Speaking matter-of-factly but kindly, Dr. Lerner informs us that he strongly suspects lymphoma, although neither this diagnosis nor the staging of whatever type of lymphoma it may be can be confirmed until after the biopsy results are in. He wants these tests to be done in the next two weeks and – rather ominously, it seems to us – he wants us to go swiftly to another diagnostic center if Jersey Shore University Medical Center is unable to schedule a PET scan within a week. Perhaps I should ask why he’s in such a rush, I think to myself, but he would probably say this is standard procedure, just in case this is one of those cancers in which time is of the essence. Do I have one of those cancers? Do I even have cancer? There are so many unknowns. The full picture is emerging only gradually.

Have I just received the dreaded cancer diagnosis? Perhaps I have, although it seems unreal. It’s so oddly anti-climactic. Dr.
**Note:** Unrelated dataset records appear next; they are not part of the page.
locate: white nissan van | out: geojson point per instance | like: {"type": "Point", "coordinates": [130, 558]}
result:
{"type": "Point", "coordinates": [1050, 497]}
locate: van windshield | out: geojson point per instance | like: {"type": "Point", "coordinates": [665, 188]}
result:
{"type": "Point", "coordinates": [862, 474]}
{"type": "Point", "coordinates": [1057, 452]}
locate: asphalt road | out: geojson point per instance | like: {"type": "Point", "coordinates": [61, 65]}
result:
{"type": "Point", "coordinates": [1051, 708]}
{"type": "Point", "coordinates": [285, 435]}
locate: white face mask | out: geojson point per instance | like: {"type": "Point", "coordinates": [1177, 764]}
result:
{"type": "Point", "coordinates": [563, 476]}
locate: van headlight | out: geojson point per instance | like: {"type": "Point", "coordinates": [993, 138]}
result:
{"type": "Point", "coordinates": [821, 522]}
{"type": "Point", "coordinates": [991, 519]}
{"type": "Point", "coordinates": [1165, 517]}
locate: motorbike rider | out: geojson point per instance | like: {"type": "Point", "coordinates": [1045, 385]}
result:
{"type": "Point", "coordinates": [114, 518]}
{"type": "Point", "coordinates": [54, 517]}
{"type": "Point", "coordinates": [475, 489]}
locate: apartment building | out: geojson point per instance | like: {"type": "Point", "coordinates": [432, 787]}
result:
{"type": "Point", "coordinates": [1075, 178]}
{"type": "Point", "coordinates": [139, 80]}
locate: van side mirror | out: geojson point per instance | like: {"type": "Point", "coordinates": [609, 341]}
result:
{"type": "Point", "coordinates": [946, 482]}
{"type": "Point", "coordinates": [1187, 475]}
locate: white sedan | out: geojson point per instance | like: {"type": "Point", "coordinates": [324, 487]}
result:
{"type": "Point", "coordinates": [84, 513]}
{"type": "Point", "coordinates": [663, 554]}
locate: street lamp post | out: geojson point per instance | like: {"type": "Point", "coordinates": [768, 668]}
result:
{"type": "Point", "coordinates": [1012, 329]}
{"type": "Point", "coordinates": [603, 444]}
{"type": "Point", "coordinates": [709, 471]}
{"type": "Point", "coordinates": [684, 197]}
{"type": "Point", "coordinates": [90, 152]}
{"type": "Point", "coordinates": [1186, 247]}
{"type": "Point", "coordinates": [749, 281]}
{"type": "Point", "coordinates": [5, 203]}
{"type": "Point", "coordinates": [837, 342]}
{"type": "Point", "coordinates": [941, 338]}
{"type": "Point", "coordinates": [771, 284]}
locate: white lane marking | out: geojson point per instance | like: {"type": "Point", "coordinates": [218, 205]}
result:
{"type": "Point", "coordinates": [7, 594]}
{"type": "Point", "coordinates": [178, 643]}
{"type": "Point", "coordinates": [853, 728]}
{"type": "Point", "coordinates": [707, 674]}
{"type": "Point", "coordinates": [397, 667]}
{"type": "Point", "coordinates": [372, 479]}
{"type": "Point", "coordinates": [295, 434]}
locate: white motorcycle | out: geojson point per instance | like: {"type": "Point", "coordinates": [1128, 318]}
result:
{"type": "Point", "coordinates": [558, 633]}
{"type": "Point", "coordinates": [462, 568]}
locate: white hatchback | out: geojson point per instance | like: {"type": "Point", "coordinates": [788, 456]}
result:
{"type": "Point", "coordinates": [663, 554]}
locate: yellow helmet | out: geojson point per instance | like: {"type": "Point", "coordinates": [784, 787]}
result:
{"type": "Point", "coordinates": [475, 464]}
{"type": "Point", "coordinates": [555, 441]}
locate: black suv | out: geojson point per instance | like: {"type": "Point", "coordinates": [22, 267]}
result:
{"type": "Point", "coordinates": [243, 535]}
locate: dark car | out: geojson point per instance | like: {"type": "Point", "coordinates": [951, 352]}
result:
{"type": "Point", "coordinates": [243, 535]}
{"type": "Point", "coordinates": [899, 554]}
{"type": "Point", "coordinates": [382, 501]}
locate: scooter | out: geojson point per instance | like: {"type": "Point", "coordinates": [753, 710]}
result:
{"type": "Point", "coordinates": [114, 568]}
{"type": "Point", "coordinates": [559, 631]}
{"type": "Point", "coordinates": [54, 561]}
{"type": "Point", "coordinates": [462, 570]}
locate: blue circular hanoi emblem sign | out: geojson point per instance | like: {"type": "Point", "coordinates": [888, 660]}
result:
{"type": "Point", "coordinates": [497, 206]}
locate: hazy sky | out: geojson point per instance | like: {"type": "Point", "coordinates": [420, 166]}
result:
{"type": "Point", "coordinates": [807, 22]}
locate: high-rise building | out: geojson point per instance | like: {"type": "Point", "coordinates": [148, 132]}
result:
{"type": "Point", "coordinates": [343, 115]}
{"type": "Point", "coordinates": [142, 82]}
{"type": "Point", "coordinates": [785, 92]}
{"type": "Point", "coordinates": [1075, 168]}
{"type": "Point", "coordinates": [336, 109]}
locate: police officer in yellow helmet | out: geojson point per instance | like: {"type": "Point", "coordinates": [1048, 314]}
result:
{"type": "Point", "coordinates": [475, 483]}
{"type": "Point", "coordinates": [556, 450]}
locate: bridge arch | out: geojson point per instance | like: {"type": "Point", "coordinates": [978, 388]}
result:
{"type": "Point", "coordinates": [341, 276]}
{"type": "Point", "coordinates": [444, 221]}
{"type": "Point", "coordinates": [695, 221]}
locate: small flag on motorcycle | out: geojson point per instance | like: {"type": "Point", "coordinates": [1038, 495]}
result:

Cheli had mentioned lymphoma to me as one of several possibilities, and today that word has floated to the top of the list. "Suspect lymphoma" are the words Dr. Lerner tersely writes on the prescription scripts for the CT and PET scans. But it’s still only a suspicion. Isn’t it?

I feel oddly calm about all this. Right now – as long as our chatty friend in the waiting room can keep her counsel, anyway – it remains a secret. Whom should we tell, and when? Three major tests are ahead of me in the next week or so. It may be hard to keep the news from our children, Ben and Ania; and from Claire’s sister Eva and her two kids, Cory and Elizabeth (Cory lives with us, and his mother and sister are constantly over at our house); and from the church staff, who may have to deal with changed appointments and rescheduled meetings.

If it is indeed cancer, what impact will the sharing of that news have on my ministry? The minister will need to be ministered unto – something I’ve never been especially comfortable with. I have watched several colleagues from afar, as they have gone through similar experiences. I have never, on an conscious level, dreamed I would be one of them.

1 comment:

Anonymous said...

This post kind of gave me a flashback to when I had to see a neurologist after my stroke...I didn't see people I knew in the waiting room but people who seemed to be over 4 times my age, which made an awful lot of attention fall right onto me which was incredibly irritating. As was the fact that I was dealing with a problem that it seemed most people didn't deal with until after living the main part of their life while I was just getting started (I was 18). I hope that your friend kept it secret and respected your privacy.